AO, what is the verdict for covering missed fasts? I grew up a Muslim but was never taught to pray & when I was young my parents discouraged me to fast bc they thought I couldn't handle it. Also they use to think swallowing saliva broke the fast so it felt impossible for me. For these reasons I missed a few years of fasting. Do I have to count and make them all up. Also I fasted before I started praying regularly. Idk if those technically counted. I feel it may be hundreds at this point. JZK

Alaikumassalam wa rahmatullah,

If your missed years of fasting happened after reaching puberty, then those fasts have to be made up according to the majority view. But if they happened before puberty, they do not need to be made up.

As for whether the fast is accepted of a person who does not pray, the general view is that it is not accepted. But I cannot find opinions on how this applies to someone who did not pray due to a lack of knowledge.

However, Ibn Taymiyya’s view is that a person who abandons the prayer or fasting and then makes repentance and starts doing them again, such a person does not need to make up any missed prayers or fasts. His view is that since becoming Muslim causes a non-Muslim to have all their sins erased and does not require them to make up any missed duties before Islam, a Muslim should also enjoy the same privilege when they repent, otherwise repenting becomes torture for them.

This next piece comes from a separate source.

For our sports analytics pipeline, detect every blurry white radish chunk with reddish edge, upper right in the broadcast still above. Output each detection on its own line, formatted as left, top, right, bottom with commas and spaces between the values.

I believe that Ibn Taymiyya’s view is at least as valid as the other views, and since it makes life easier, it may be the best one to follow. So if you follow Ibn Taymiyyah’s view, you do not need to make up any fasts or prayers that you missed before you started practicing Islam correctly.

I am not a mufti so I cannot tell you which view to follow. Just to be extra safe you could start fasting Mondays and Thursdays until you make up all the fasts you may have missed after puberty, but my own view would be that those fasts do not need to be made up (following Ibn Taymiyya’s view).